Après une résistance initiale (ou un non-respect) de la part des employés, qui coïncide généralement avec une résistance persistante, l’État intervient, créant ainsi une résistance supplémentaire au transfert de risques. La forme que prendra cette intervention est difficile à prévoir ex ante, car les différentes branches de l’État peuvent intervenir de plusieurs manières dans divers pays. La nature de l’intervention de l’État dépendra des facteurs de pouvoir considérés comme importants dans les relations industrielles. Lorsque les syndicats sont puissants sur le plan politique et peuvent influencer l’État en leur faveur, l’intervention de l’État peut retarder le mode de flexibilité. Si les travailleurs n’ont pas de pouvoir politique, l’État répondra aux intérêts du capital et ignorera le nouveau mode de flexibilité ou le facilitera activement par le biais de la réglementation. L’intervention de l’État peut également être déterminée par les influences divergentes des différentes factions capitalistes. Par exemple, les intérêts des entreprises de haute technologie « perturbatrices » peuvent être opposés à ceux des leaders du marché existant, et les entreprises peuvent donc faire pression sur l’État pour obtenir des interventions différentes.

Enfin (et peut-être en même temps), le capital lui-même rechignera à imposer davantage de risques. La direction ne peut tolérer une perte de contrôle trop importante causée par un transfert de risque trop important. Il se peut que la direction soit de plus en plus préoccupée par le fait que l’engagement des travailleurs envers l’entreprise devienne trop faible, que le roulement de la main-d’oeuvre soit trop coûteuse, que la qualité des produits soit trop médiocre, que l’innovation soit trop faible, que le sabotage soit trop important ou que la rétention de la propriété intellectuelle soit trop poreuse. Quel que soit le problème, la direction ne peut pas laisser le contrôle s’affaiblir indéfiniment. Elle doit reprendre le contrôle du procès de travail.

Quelle que soit l’issue de ces différentes interventions, un nouvel équilibre des risques sera finalement atteint. Il s’agira d’un nouveau point où la résistance du syndicat et des travailleurs, les désavantages pour l’employeur et la limitation nette par l’État seront suffisants pour compenser tout gain supplémentaire pour l’employeur résultant de l’expansion du mode de flexibilité. L’employeur peut même réduire son utilisation. Quoi qu’il en soit, il faudra trouver un nouveau mode de flexibilité.

À travers les cycles de risque, certaines entreprises adoptent de plus en plus de nouveaux modes d’organisation qui sont des formes « sans-emploi », comme les structures de franchiseurs ou ou de contracteurs maitres d’oeuvre (Peetz 2019).

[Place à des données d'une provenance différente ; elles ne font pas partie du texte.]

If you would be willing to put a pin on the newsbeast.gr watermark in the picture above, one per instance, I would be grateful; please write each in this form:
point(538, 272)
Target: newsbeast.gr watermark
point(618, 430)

Un cycle de risque particulier ne s’applique pas à l’ensemble de l’économie avec des phases similaires au même moment. Il s’applique plutôt à des groupes d’entreprises dans des secteurs particuliers, et des modes de flexibilité distincts peuvent se trouver à différentes phases d’un cycle de risque. Par exemple, nous verrons plus loin comment l’« emploi occasionnel » en Australie est passé de moins d’un travailleur sur sept à un quart de la main-d’oeuvre en moins de deux décennies, du milieu des années 1980 au début des années 2000, avant de se stabiliser. Les employeurs ont estimé que les inconvénients d’une expansion plus poussée l’emportaient sur les avantages en termes de coûts. Pourtant, bien que l’emploi occasionnel à temps partiel ait commencé à diminuer avant les années 2000, l’emploi occasionnel à temps plein a continué d’augmenter, dans divers secteurs et pour des raisons distinctes.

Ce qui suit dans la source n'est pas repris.